Our experiments have tentatively demonstrated that the concentration of molecular hydrogen in one ice sample is ca. 3.6%, which is about 175 times higher than its concentration in laboratory air control samples, and ca. 2.5-10 times higher than concentrations observed in the plume of Enceladus [9]. This high concentration of molecular hydrogen in Arctic ice could possibly be sourced from hydrothermal activity linked to serpentinization along the Arctic mid-oceanic ridge. Hence, hydrothermal activity within the global ocean of Enceladus might be inferred from excesses of molecular hydrogen within its ice shell.

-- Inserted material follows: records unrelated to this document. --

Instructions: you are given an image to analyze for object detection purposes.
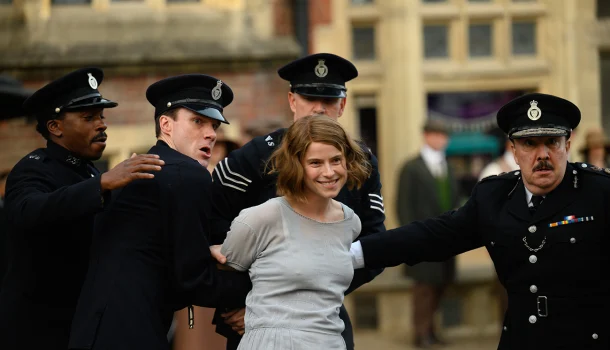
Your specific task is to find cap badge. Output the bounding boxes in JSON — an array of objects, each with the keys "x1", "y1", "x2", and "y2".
[
  {"x1": 212, "y1": 80, "x2": 222, "y2": 101},
  {"x1": 527, "y1": 101, "x2": 542, "y2": 120},
  {"x1": 314, "y1": 60, "x2": 328, "y2": 78},
  {"x1": 87, "y1": 73, "x2": 97, "y2": 89}
]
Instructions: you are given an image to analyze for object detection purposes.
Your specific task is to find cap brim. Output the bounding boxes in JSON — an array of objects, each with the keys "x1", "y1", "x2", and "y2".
[
  {"x1": 510, "y1": 128, "x2": 568, "y2": 139},
  {"x1": 64, "y1": 98, "x2": 119, "y2": 111},
  {"x1": 293, "y1": 87, "x2": 347, "y2": 98},
  {"x1": 180, "y1": 104, "x2": 229, "y2": 124}
]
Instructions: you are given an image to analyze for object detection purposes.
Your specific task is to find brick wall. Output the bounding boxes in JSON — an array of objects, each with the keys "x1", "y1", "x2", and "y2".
[{"x1": 0, "y1": 67, "x2": 292, "y2": 170}]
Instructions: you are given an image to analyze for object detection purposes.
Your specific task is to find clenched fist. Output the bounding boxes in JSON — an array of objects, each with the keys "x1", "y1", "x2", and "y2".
[{"x1": 101, "y1": 153, "x2": 165, "y2": 191}]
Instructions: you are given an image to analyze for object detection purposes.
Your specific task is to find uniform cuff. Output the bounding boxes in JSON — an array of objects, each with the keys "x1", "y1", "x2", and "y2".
[{"x1": 349, "y1": 241, "x2": 364, "y2": 270}]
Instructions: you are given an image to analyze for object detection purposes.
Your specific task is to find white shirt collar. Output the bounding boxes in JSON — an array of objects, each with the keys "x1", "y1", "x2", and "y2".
[{"x1": 523, "y1": 185, "x2": 546, "y2": 207}]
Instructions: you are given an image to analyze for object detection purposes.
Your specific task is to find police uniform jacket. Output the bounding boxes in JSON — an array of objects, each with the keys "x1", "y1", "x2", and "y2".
[
  {"x1": 361, "y1": 163, "x2": 610, "y2": 350},
  {"x1": 70, "y1": 141, "x2": 252, "y2": 350},
  {"x1": 0, "y1": 141, "x2": 104, "y2": 350}
]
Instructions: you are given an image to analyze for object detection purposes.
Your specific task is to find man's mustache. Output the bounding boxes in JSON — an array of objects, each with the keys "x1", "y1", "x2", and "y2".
[
  {"x1": 91, "y1": 131, "x2": 108, "y2": 143},
  {"x1": 534, "y1": 160, "x2": 555, "y2": 171}
]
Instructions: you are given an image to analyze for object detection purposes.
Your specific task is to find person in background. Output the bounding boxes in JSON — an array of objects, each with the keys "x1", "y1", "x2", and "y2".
[
  {"x1": 0, "y1": 67, "x2": 164, "y2": 350},
  {"x1": 213, "y1": 53, "x2": 385, "y2": 350},
  {"x1": 69, "y1": 74, "x2": 252, "y2": 350},
  {"x1": 579, "y1": 128, "x2": 610, "y2": 168},
  {"x1": 211, "y1": 116, "x2": 371, "y2": 350},
  {"x1": 351, "y1": 93, "x2": 610, "y2": 350},
  {"x1": 396, "y1": 120, "x2": 459, "y2": 348}
]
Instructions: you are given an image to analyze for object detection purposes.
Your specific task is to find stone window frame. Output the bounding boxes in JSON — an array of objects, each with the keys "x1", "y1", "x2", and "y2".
[{"x1": 420, "y1": 0, "x2": 546, "y2": 65}]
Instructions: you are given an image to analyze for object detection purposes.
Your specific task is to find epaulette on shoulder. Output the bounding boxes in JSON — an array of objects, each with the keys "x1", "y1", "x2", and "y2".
[
  {"x1": 256, "y1": 129, "x2": 286, "y2": 148},
  {"x1": 573, "y1": 162, "x2": 610, "y2": 177},
  {"x1": 479, "y1": 170, "x2": 521, "y2": 182},
  {"x1": 24, "y1": 149, "x2": 47, "y2": 161}
]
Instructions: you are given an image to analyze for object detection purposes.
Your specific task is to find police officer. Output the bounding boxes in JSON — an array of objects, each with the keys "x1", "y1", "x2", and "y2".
[
  {"x1": 0, "y1": 68, "x2": 163, "y2": 350},
  {"x1": 213, "y1": 53, "x2": 385, "y2": 349},
  {"x1": 70, "y1": 74, "x2": 252, "y2": 350},
  {"x1": 0, "y1": 75, "x2": 33, "y2": 290},
  {"x1": 352, "y1": 93, "x2": 610, "y2": 350}
]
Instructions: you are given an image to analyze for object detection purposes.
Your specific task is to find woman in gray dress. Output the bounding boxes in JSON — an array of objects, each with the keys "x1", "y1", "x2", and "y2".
[{"x1": 211, "y1": 116, "x2": 371, "y2": 350}]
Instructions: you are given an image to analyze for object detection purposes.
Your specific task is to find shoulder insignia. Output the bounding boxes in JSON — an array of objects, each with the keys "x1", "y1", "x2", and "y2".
[
  {"x1": 25, "y1": 149, "x2": 45, "y2": 160},
  {"x1": 573, "y1": 163, "x2": 610, "y2": 176}
]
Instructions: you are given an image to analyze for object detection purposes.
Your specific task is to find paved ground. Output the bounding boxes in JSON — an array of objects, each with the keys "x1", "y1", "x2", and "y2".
[{"x1": 355, "y1": 332, "x2": 498, "y2": 350}]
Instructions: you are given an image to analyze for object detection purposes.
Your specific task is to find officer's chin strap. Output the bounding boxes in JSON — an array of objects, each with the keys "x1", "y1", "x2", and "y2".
[
  {"x1": 188, "y1": 305, "x2": 195, "y2": 329},
  {"x1": 508, "y1": 176, "x2": 521, "y2": 198}
]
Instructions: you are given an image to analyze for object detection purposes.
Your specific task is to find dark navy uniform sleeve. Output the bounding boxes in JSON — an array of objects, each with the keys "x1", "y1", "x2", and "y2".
[
  {"x1": 6, "y1": 153, "x2": 104, "y2": 230},
  {"x1": 360, "y1": 185, "x2": 484, "y2": 268},
  {"x1": 345, "y1": 151, "x2": 385, "y2": 295},
  {"x1": 212, "y1": 138, "x2": 268, "y2": 244},
  {"x1": 168, "y1": 165, "x2": 252, "y2": 307}
]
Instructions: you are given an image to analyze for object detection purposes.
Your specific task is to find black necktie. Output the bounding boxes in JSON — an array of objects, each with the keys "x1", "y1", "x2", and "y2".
[{"x1": 530, "y1": 196, "x2": 544, "y2": 213}]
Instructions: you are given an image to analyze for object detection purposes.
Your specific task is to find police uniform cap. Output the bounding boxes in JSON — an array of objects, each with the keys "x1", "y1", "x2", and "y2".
[
  {"x1": 0, "y1": 75, "x2": 33, "y2": 120},
  {"x1": 146, "y1": 74, "x2": 233, "y2": 124},
  {"x1": 23, "y1": 67, "x2": 118, "y2": 123},
  {"x1": 278, "y1": 53, "x2": 358, "y2": 98},
  {"x1": 496, "y1": 93, "x2": 580, "y2": 139}
]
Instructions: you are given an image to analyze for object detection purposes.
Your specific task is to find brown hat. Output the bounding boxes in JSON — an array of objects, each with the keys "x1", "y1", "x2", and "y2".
[
  {"x1": 579, "y1": 129, "x2": 610, "y2": 154},
  {"x1": 424, "y1": 119, "x2": 449, "y2": 135}
]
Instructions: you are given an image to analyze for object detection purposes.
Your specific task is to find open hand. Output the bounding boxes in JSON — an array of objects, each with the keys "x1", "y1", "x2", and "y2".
[
  {"x1": 220, "y1": 308, "x2": 246, "y2": 335},
  {"x1": 101, "y1": 153, "x2": 165, "y2": 191},
  {"x1": 210, "y1": 244, "x2": 227, "y2": 264}
]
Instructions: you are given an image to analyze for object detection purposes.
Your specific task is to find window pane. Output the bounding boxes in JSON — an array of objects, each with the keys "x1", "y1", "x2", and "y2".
[
  {"x1": 468, "y1": 24, "x2": 492, "y2": 57},
  {"x1": 597, "y1": 0, "x2": 610, "y2": 18},
  {"x1": 51, "y1": 0, "x2": 91, "y2": 5},
  {"x1": 513, "y1": 22, "x2": 536, "y2": 55},
  {"x1": 424, "y1": 25, "x2": 449, "y2": 58},
  {"x1": 352, "y1": 27, "x2": 375, "y2": 60}
]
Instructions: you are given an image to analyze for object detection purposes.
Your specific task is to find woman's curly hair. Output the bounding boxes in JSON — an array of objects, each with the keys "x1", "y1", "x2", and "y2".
[{"x1": 267, "y1": 115, "x2": 371, "y2": 202}]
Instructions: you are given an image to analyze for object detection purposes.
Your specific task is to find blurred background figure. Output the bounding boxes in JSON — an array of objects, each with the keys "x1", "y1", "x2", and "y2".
[
  {"x1": 479, "y1": 137, "x2": 519, "y2": 180},
  {"x1": 241, "y1": 118, "x2": 290, "y2": 145},
  {"x1": 579, "y1": 128, "x2": 610, "y2": 168},
  {"x1": 396, "y1": 120, "x2": 459, "y2": 348},
  {"x1": 208, "y1": 128, "x2": 240, "y2": 173},
  {"x1": 0, "y1": 75, "x2": 33, "y2": 289}
]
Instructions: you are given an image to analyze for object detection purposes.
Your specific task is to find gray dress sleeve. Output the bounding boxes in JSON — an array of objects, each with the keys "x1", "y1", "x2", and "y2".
[{"x1": 220, "y1": 217, "x2": 261, "y2": 271}]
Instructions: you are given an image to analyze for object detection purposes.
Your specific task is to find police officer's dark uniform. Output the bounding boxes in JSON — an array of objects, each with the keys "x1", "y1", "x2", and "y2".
[
  {"x1": 0, "y1": 75, "x2": 33, "y2": 290},
  {"x1": 213, "y1": 53, "x2": 385, "y2": 349},
  {"x1": 360, "y1": 94, "x2": 610, "y2": 350},
  {"x1": 70, "y1": 74, "x2": 252, "y2": 350},
  {"x1": 0, "y1": 68, "x2": 117, "y2": 350}
]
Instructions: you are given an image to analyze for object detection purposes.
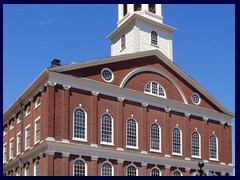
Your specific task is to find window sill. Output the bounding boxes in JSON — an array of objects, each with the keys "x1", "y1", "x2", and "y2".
[
  {"x1": 100, "y1": 142, "x2": 114, "y2": 146},
  {"x1": 72, "y1": 138, "x2": 87, "y2": 142},
  {"x1": 191, "y1": 156, "x2": 201, "y2": 159},
  {"x1": 172, "y1": 153, "x2": 182, "y2": 156},
  {"x1": 150, "y1": 149, "x2": 162, "y2": 153},
  {"x1": 209, "y1": 158, "x2": 219, "y2": 162},
  {"x1": 126, "y1": 146, "x2": 138, "y2": 149}
]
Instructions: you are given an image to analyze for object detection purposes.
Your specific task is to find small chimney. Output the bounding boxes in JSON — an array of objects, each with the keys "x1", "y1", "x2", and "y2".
[{"x1": 51, "y1": 59, "x2": 61, "y2": 68}]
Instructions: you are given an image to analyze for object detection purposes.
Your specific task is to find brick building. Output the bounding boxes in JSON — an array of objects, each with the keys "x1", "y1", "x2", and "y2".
[{"x1": 3, "y1": 4, "x2": 234, "y2": 176}]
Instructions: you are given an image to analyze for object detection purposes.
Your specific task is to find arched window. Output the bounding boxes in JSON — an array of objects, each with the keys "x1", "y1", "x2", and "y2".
[
  {"x1": 151, "y1": 123, "x2": 161, "y2": 151},
  {"x1": 121, "y1": 34, "x2": 126, "y2": 50},
  {"x1": 101, "y1": 113, "x2": 113, "y2": 144},
  {"x1": 101, "y1": 162, "x2": 113, "y2": 176},
  {"x1": 173, "y1": 170, "x2": 182, "y2": 176},
  {"x1": 127, "y1": 118, "x2": 138, "y2": 147},
  {"x1": 134, "y1": 4, "x2": 142, "y2": 11},
  {"x1": 209, "y1": 135, "x2": 218, "y2": 160},
  {"x1": 73, "y1": 108, "x2": 87, "y2": 141},
  {"x1": 172, "y1": 128, "x2": 182, "y2": 155},
  {"x1": 73, "y1": 159, "x2": 87, "y2": 176},
  {"x1": 151, "y1": 167, "x2": 161, "y2": 176},
  {"x1": 144, "y1": 81, "x2": 166, "y2": 98},
  {"x1": 127, "y1": 165, "x2": 138, "y2": 176},
  {"x1": 192, "y1": 132, "x2": 201, "y2": 157},
  {"x1": 151, "y1": 31, "x2": 158, "y2": 46},
  {"x1": 149, "y1": 4, "x2": 156, "y2": 13}
]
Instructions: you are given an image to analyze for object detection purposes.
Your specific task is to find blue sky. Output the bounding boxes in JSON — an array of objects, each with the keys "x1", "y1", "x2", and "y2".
[{"x1": 3, "y1": 4, "x2": 235, "y2": 172}]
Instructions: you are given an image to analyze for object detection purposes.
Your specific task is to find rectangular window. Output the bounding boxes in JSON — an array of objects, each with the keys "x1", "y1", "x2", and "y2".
[
  {"x1": 35, "y1": 117, "x2": 40, "y2": 144},
  {"x1": 17, "y1": 132, "x2": 22, "y2": 155},
  {"x1": 10, "y1": 121, "x2": 14, "y2": 131},
  {"x1": 3, "y1": 143, "x2": 7, "y2": 163},
  {"x1": 3, "y1": 126, "x2": 7, "y2": 136},
  {"x1": 25, "y1": 125, "x2": 30, "y2": 150},
  {"x1": 9, "y1": 138, "x2": 14, "y2": 159}
]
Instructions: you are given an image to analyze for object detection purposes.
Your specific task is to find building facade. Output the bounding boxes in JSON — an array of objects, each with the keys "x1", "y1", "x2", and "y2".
[{"x1": 3, "y1": 4, "x2": 234, "y2": 176}]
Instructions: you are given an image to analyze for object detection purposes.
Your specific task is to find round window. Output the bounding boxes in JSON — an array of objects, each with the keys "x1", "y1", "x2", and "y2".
[
  {"x1": 192, "y1": 93, "x2": 201, "y2": 105},
  {"x1": 101, "y1": 68, "x2": 114, "y2": 82}
]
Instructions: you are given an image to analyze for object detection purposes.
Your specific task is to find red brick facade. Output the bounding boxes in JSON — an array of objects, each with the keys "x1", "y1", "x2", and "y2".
[{"x1": 3, "y1": 52, "x2": 232, "y2": 176}]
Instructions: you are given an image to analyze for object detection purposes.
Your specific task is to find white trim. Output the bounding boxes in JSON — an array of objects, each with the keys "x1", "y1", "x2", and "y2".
[
  {"x1": 125, "y1": 117, "x2": 138, "y2": 149},
  {"x1": 34, "y1": 116, "x2": 41, "y2": 145},
  {"x1": 24, "y1": 124, "x2": 31, "y2": 151},
  {"x1": 172, "y1": 169, "x2": 183, "y2": 176},
  {"x1": 72, "y1": 106, "x2": 87, "y2": 142},
  {"x1": 126, "y1": 163, "x2": 138, "y2": 176},
  {"x1": 25, "y1": 105, "x2": 31, "y2": 117},
  {"x1": 191, "y1": 93, "x2": 201, "y2": 105},
  {"x1": 73, "y1": 158, "x2": 88, "y2": 176},
  {"x1": 34, "y1": 96, "x2": 41, "y2": 109},
  {"x1": 9, "y1": 137, "x2": 14, "y2": 160},
  {"x1": 150, "y1": 122, "x2": 162, "y2": 153},
  {"x1": 172, "y1": 126, "x2": 183, "y2": 156},
  {"x1": 209, "y1": 133, "x2": 219, "y2": 161},
  {"x1": 100, "y1": 112, "x2": 114, "y2": 146},
  {"x1": 17, "y1": 113, "x2": 22, "y2": 124},
  {"x1": 191, "y1": 130, "x2": 202, "y2": 159},
  {"x1": 16, "y1": 131, "x2": 22, "y2": 155},
  {"x1": 101, "y1": 68, "x2": 114, "y2": 83},
  {"x1": 120, "y1": 68, "x2": 188, "y2": 104},
  {"x1": 3, "y1": 143, "x2": 7, "y2": 163},
  {"x1": 101, "y1": 160, "x2": 114, "y2": 176},
  {"x1": 150, "y1": 166, "x2": 162, "y2": 176},
  {"x1": 144, "y1": 81, "x2": 167, "y2": 99}
]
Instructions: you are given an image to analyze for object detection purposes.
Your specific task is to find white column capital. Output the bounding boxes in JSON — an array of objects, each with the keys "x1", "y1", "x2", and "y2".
[
  {"x1": 91, "y1": 91, "x2": 99, "y2": 96},
  {"x1": 118, "y1": 97, "x2": 124, "y2": 102},
  {"x1": 62, "y1": 84, "x2": 71, "y2": 91}
]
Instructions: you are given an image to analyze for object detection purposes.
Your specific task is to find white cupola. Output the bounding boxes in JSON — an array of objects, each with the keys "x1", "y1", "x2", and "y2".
[{"x1": 108, "y1": 4, "x2": 176, "y2": 61}]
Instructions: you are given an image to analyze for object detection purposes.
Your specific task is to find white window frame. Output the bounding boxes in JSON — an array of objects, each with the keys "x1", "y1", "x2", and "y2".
[
  {"x1": 72, "y1": 107, "x2": 87, "y2": 142},
  {"x1": 9, "y1": 137, "x2": 14, "y2": 160},
  {"x1": 17, "y1": 131, "x2": 22, "y2": 155},
  {"x1": 17, "y1": 113, "x2": 22, "y2": 124},
  {"x1": 24, "y1": 165, "x2": 30, "y2": 176},
  {"x1": 191, "y1": 131, "x2": 201, "y2": 159},
  {"x1": 101, "y1": 161, "x2": 114, "y2": 176},
  {"x1": 100, "y1": 112, "x2": 114, "y2": 146},
  {"x1": 126, "y1": 164, "x2": 138, "y2": 176},
  {"x1": 24, "y1": 124, "x2": 31, "y2": 150},
  {"x1": 3, "y1": 143, "x2": 7, "y2": 163},
  {"x1": 3, "y1": 126, "x2": 7, "y2": 136},
  {"x1": 33, "y1": 161, "x2": 40, "y2": 176},
  {"x1": 173, "y1": 169, "x2": 183, "y2": 176},
  {"x1": 10, "y1": 120, "x2": 14, "y2": 131},
  {"x1": 25, "y1": 105, "x2": 31, "y2": 117},
  {"x1": 144, "y1": 81, "x2": 167, "y2": 99},
  {"x1": 73, "y1": 158, "x2": 88, "y2": 176},
  {"x1": 150, "y1": 122, "x2": 162, "y2": 153},
  {"x1": 150, "y1": 166, "x2": 162, "y2": 176},
  {"x1": 34, "y1": 116, "x2": 41, "y2": 145},
  {"x1": 126, "y1": 117, "x2": 138, "y2": 149},
  {"x1": 172, "y1": 127, "x2": 183, "y2": 156},
  {"x1": 209, "y1": 134, "x2": 219, "y2": 161}
]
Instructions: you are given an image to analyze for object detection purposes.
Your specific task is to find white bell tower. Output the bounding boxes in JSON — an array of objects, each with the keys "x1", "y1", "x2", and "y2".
[{"x1": 108, "y1": 4, "x2": 176, "y2": 61}]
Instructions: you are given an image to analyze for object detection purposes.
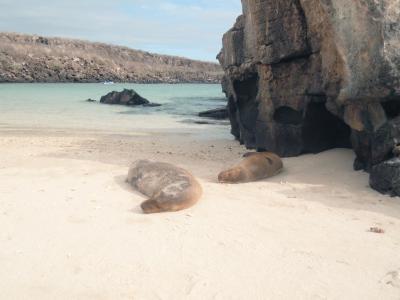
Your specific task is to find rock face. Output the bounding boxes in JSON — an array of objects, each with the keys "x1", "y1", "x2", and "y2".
[
  {"x1": 369, "y1": 158, "x2": 400, "y2": 196},
  {"x1": 218, "y1": 0, "x2": 400, "y2": 195},
  {"x1": 100, "y1": 89, "x2": 160, "y2": 106}
]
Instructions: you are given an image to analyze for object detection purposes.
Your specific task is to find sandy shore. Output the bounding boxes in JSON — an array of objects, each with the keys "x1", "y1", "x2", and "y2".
[{"x1": 0, "y1": 129, "x2": 400, "y2": 300}]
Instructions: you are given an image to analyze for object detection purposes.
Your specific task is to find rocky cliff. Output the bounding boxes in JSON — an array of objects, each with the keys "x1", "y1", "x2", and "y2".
[
  {"x1": 218, "y1": 0, "x2": 400, "y2": 196},
  {"x1": 0, "y1": 33, "x2": 223, "y2": 83}
]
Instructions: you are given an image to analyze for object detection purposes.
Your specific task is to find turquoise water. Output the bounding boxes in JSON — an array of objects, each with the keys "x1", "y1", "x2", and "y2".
[{"x1": 0, "y1": 83, "x2": 229, "y2": 133}]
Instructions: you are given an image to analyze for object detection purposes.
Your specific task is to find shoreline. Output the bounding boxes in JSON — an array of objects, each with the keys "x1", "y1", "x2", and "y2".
[{"x1": 0, "y1": 128, "x2": 400, "y2": 299}]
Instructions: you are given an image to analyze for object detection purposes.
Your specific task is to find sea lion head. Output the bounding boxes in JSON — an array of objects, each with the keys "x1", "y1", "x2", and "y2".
[
  {"x1": 218, "y1": 168, "x2": 245, "y2": 183},
  {"x1": 140, "y1": 199, "x2": 163, "y2": 214}
]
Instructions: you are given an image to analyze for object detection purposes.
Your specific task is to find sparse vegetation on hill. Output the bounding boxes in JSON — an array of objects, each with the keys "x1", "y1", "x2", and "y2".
[{"x1": 0, "y1": 33, "x2": 222, "y2": 83}]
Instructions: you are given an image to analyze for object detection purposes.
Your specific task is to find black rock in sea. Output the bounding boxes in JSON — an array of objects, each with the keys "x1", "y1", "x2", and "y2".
[
  {"x1": 100, "y1": 89, "x2": 161, "y2": 107},
  {"x1": 199, "y1": 107, "x2": 229, "y2": 120}
]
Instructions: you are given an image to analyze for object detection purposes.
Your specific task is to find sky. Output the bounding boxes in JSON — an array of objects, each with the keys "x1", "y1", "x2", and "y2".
[{"x1": 0, "y1": 0, "x2": 242, "y2": 61}]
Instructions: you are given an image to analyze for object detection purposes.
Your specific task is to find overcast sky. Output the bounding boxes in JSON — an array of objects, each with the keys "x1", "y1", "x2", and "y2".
[{"x1": 0, "y1": 0, "x2": 241, "y2": 61}]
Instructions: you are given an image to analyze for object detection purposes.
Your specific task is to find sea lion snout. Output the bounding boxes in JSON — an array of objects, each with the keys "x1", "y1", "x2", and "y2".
[{"x1": 218, "y1": 152, "x2": 283, "y2": 183}]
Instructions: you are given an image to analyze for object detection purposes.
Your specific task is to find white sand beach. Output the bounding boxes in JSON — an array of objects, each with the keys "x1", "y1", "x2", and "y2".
[{"x1": 0, "y1": 128, "x2": 400, "y2": 300}]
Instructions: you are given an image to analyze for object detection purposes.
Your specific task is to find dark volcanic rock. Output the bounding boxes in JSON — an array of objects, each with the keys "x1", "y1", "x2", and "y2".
[
  {"x1": 199, "y1": 107, "x2": 228, "y2": 120},
  {"x1": 100, "y1": 89, "x2": 159, "y2": 106},
  {"x1": 369, "y1": 157, "x2": 400, "y2": 196},
  {"x1": 218, "y1": 0, "x2": 400, "y2": 196}
]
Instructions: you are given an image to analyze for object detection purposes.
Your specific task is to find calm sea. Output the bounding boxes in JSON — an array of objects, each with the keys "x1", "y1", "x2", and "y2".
[{"x1": 0, "y1": 84, "x2": 229, "y2": 135}]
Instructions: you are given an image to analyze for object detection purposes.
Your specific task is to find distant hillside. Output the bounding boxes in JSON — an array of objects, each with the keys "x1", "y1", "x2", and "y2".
[{"x1": 0, "y1": 33, "x2": 222, "y2": 83}]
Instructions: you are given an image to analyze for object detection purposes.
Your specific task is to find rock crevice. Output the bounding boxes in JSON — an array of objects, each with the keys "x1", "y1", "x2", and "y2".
[{"x1": 218, "y1": 0, "x2": 400, "y2": 195}]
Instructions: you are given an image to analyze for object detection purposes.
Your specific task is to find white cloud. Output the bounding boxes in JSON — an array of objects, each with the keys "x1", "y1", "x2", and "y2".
[{"x1": 0, "y1": 0, "x2": 240, "y2": 60}]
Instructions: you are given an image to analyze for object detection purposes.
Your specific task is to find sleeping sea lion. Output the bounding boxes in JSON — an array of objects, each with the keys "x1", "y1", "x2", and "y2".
[
  {"x1": 218, "y1": 152, "x2": 283, "y2": 183},
  {"x1": 127, "y1": 160, "x2": 202, "y2": 214}
]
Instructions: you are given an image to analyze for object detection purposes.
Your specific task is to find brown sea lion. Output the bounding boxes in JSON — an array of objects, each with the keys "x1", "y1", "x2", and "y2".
[
  {"x1": 218, "y1": 152, "x2": 283, "y2": 183},
  {"x1": 127, "y1": 160, "x2": 202, "y2": 214}
]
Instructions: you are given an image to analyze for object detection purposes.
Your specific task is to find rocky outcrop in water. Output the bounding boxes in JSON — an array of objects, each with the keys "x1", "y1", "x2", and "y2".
[
  {"x1": 100, "y1": 89, "x2": 161, "y2": 107},
  {"x1": 0, "y1": 33, "x2": 223, "y2": 83},
  {"x1": 218, "y1": 0, "x2": 400, "y2": 195},
  {"x1": 199, "y1": 107, "x2": 228, "y2": 120}
]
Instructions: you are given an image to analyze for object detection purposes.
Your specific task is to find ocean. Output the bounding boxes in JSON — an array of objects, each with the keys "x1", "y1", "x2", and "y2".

Furthermore, our results demonstrate that QMS measurements similar to ours, which were and will be obtainable by past and future space missions at icy moons can detect possible biosignatures when gas components and isotopic ratios are carefully extracted from the data.

 

References: 1. McKay, CP., et al. 2012. Planetary and Space Science 71, 73; 2. Carrizo, D., et al. 2022. Astrobiology 22, 552; 3. Panieri, G., et al. 2022. CAGE22-2 Scientific Cruise Report: AKMA 2/Ocean Senses. CAGE – Centre for Arctic Gas Hydrate, Environment, and Climate Report Series 10; 4. Panieri, G., et al. 2017. Marine Geology 390, 282-300; 5. Bünz, S., et al. 2012. Marine Geology 332-334, 187-197; 6. Franchi, F., et al. 2025. Planetary and Space Science 257, 106051; 7. Toyota, T., et al. 2013. Journal of Glaciology 59, 697-710; 8. Kroopnick, P. M. 1985 Deep-Sea Research, 32, 57- 84,.9. Waite, J.H., et al. 2017. Science 356, 155.